As written, Senate Bill 812 — the companion bill of which is sponsored in the House by Rep. Kelly Keisling, R-Byrdstown — would assess a $10 fee for non-residents of Scott County who operate off-highway vehicles on recreational trails, public or private, during event periods. Local residents would be assessed a $4 fee.

An event period is defined as a scheduled happening that will attract 5,000 or more people over a seven-day period.

The bill is the result of a resolution passed by Scott County Commission requesting the state amend a recent law to impose an additional fee on ATV registrations.

That law, which took effect Jan. 1, allows side-by-side ATVs to be operated on any public road, with the exception of state or federal highways, with a registration that can be purchased from the state. Scott County has argued that because most of the registration fee is collected by the state, with only a small administrative fee returned to local government, the state should allow for an additional fee to be charged for ATVs that are registered in Scott County. Proponents of the amended law on County Commission have argued that the local-option fee would help offset costs incurred by Scott County during event weekends hosted by Brimstone and Trails End Campground.

County Commission originally considered asking for a private act that would apply only to Scott County. After much discussion, including conversations with the county's delegation in the state legislature, commissioners opted to approve a resolution seeking an amendment to the general law.

The result of that resolution, Senate Bill 812, refers to Scott County as the "Adventure Tourism Capital of Tennessee," and states that recent large, off-highway vehicle events have attracted thousands of people to the county. Because those events have "placed an increased burden on the county government to provide emergency services, including law enforcement, first aid, and ambulance services, all of which are disproportionate to the ordinary needs of local communities within Scott County," the bill reads, and because the activities have also resulted in an increased burden on the local road department for road maintenance, the bill seeks a temporary permit fee for each off-highway vehicle "operated on any private or public recreational trail or area as part of a large event."

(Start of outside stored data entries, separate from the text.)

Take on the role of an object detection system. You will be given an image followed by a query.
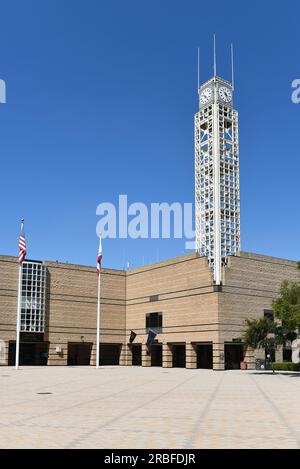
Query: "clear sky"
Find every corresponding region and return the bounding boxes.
[0,0,299,269]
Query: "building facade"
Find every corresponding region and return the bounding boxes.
[1,252,299,369]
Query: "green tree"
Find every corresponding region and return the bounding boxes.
[272,281,300,332]
[243,280,300,361]
[243,317,275,351]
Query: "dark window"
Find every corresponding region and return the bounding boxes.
[146,312,162,334]
[283,347,292,362]
[264,309,274,321]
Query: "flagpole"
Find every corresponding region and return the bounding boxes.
[15,258,22,370]
[96,267,101,368]
[16,218,26,370]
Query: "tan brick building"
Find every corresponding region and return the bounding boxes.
[0,252,299,369]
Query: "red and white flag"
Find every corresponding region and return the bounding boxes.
[97,236,102,275]
[18,220,26,264]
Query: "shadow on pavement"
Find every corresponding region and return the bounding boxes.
[251,371,300,377]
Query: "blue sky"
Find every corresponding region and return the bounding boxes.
[0,0,299,269]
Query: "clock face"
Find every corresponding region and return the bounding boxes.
[200,87,212,105]
[219,86,232,103]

The cost would be $10 for non-residents and $4 for local residents. The legislation would require 50 percent of the proceeds from the temporary permit fee to be collected by the county for emergency services, with the other 50 percent designated for other expenses incurred by the county as a result of the ATV events.

While the legislation is specific to Scott County, its language is specifically worded to further restrict it to just Scott County. As written, it would apply only to counties having a population of 22,000 to 22,245 as of the 2010 federal census or any subsequent census. Scott County's population as of the 2010 census was 22,240.

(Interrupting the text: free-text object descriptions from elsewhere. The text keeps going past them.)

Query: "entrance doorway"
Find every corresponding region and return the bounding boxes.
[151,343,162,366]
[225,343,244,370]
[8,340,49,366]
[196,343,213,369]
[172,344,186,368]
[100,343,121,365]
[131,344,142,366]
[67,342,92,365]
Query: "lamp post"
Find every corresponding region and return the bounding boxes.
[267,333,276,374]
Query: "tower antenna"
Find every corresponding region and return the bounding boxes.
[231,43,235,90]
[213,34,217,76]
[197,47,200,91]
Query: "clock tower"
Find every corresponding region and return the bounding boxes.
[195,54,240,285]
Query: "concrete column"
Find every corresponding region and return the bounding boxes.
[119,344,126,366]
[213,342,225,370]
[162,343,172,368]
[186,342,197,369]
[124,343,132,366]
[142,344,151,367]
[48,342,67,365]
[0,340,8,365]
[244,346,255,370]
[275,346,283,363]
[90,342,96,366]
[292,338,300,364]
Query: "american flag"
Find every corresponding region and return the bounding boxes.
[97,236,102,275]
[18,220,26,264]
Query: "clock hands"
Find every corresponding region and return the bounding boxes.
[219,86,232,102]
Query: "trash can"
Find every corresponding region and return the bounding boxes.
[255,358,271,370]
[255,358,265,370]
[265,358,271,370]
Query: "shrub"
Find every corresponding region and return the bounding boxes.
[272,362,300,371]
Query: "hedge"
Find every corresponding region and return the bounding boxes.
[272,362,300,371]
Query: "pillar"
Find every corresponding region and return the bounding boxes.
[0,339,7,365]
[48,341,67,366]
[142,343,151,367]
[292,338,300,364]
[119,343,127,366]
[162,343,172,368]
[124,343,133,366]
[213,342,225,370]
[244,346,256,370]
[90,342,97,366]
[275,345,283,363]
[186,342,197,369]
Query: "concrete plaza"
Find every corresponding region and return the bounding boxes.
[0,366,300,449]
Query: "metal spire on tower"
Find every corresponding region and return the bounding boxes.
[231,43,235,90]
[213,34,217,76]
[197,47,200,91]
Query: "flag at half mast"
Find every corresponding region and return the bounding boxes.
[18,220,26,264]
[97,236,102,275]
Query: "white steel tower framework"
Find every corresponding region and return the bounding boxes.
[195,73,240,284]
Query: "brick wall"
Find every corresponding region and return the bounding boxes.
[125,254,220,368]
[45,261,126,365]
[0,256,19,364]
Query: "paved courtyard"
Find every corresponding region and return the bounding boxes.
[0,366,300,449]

As written, the legislation would charge a $10 permit fee for any ATV riding on trails that are maintained by Brimstone during events such as its upcoming White Knuckle Event on Memorial Day weekend, although the potential new law would not apply to the 2017 White Knuckle Event because it would not take effect until July 1.

In discussions prior to passing the resolution seeking an amendment to the state law, Scott County Commission did not discuss an additional fee for ATVs being operated on recreational trails. Contacted by the Independent Herald Wednesday, Yager said the bill was unintentionally broadened beyond the intent of Scott County when it was written by the Senate's legal staff. Those staffers are responsible for authoring legislation on behalf of the Senate members.

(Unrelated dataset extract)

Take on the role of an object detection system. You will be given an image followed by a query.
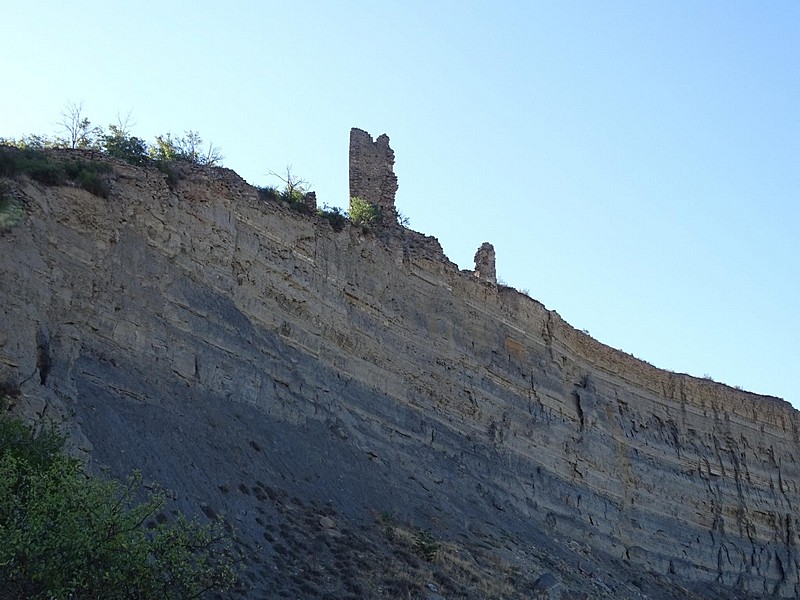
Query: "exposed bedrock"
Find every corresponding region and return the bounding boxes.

Yager added that the bill will be amended. He said he had been in contact with Scott County attorney John Beaty, and that the amended version of the legislation would reflect the intent of County Commission's original resolution.

The legislation was deferred in the Senate's Transportation and Safety Committee earlier this week, and has been scheduled to be heard on Monday. The House version of the legislation has been placed on the calendar of the House Transportation Subcommittee for Wednesday, March 22. Yager said further action will be postponed until the bill is amended.